Each cloud tells a different story. AWS provides deep operational detail, Azure logs vary wildly based on the type of token used, and GCP favors identity over object context. These differences aren’t just cosmetic, they shape how you investigate incidents, detect threats, and even reason about risk. For example, in Azure, the main threat scenario is leaked credentials (e.g., storage‐account keys or SAS tokens), whereas in AWS and GCP, the emphasis shifts to detecting activity that stems from compromised user or role identities. Then there's the scale. Storage activity generates an overwhelming amount of logs, and parsing real signals from routine access isn't trivial. Building efficient detections for that? Even harder.
In this talk, we’ll walk through the real-world challenges of working with storage data logs across cloud providers, the inconsistencies, the blind spots, and the assumptions that break at scale. We’ll share how we tackled these problems and aggregated the logs to build a scalable, signal-driven detection approach that cuts through the noise and surfaces what matters most.
I’m a cloud-threat researcher at Wiz, where I design and test advanced detections that protect companies across AWS, GCP, and Azure and more. Before Wiz, I worked as a cloud-threat researcher at Gem Security, which was later acquired by Wiz. Earlier in my career, I spent several years as a network-security researcher, honing my skills in traffic analysis and threat hunting.
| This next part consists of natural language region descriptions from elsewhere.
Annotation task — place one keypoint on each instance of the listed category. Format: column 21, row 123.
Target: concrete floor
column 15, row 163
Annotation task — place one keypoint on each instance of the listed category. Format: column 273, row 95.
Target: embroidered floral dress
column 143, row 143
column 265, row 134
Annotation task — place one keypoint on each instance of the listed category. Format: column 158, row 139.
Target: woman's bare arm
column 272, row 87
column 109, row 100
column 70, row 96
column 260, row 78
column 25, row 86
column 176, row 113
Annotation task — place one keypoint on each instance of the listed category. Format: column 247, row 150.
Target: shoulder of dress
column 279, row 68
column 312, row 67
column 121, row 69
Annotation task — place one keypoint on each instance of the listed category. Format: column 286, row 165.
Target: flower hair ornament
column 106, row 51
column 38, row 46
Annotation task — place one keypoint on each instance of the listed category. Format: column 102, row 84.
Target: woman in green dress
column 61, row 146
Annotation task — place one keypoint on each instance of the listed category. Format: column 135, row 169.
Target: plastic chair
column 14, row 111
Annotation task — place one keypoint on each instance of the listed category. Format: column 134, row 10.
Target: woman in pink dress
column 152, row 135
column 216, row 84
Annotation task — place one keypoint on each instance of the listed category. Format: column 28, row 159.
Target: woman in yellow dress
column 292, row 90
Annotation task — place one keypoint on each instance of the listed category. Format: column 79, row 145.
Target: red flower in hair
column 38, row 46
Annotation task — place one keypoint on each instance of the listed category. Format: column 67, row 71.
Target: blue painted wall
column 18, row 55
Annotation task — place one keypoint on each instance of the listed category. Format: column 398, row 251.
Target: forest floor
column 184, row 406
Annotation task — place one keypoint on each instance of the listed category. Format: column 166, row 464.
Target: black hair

I specialize in AWS and GCP, diving deep into data-access logs, AWS S3 Data Events, GCP Storage Data logs, CloudTrail, GCP Audit Logs, Azure Resource and Activity Logs, and more, to surface attacker tradecraft and subtle anomalies. By correlating signals across these diverse sources, I hunt sophisticated adversaries and build resilient, data-layer detections for all three major clouds.
Cloud security is my passion, and I thrive on turning complex technical challenges into practical, high-impact defenses that keep organizations safe at scale.
I'm a cybersecurity researcher at Wiz, currently working on the threat hunting CDR team.
My role involves proactively identifying malicious activity and analyzing data anomalies across the three major cloud providers - AWS, Azure and GCP. I come from a background in penetration testing, which gives me a strong understanding of attacker techniques and tactics. This offensive experience helps me interpret anomalous data through an adversarial lens, allowing me to build more precise and resilient detections that reflect real-world threats.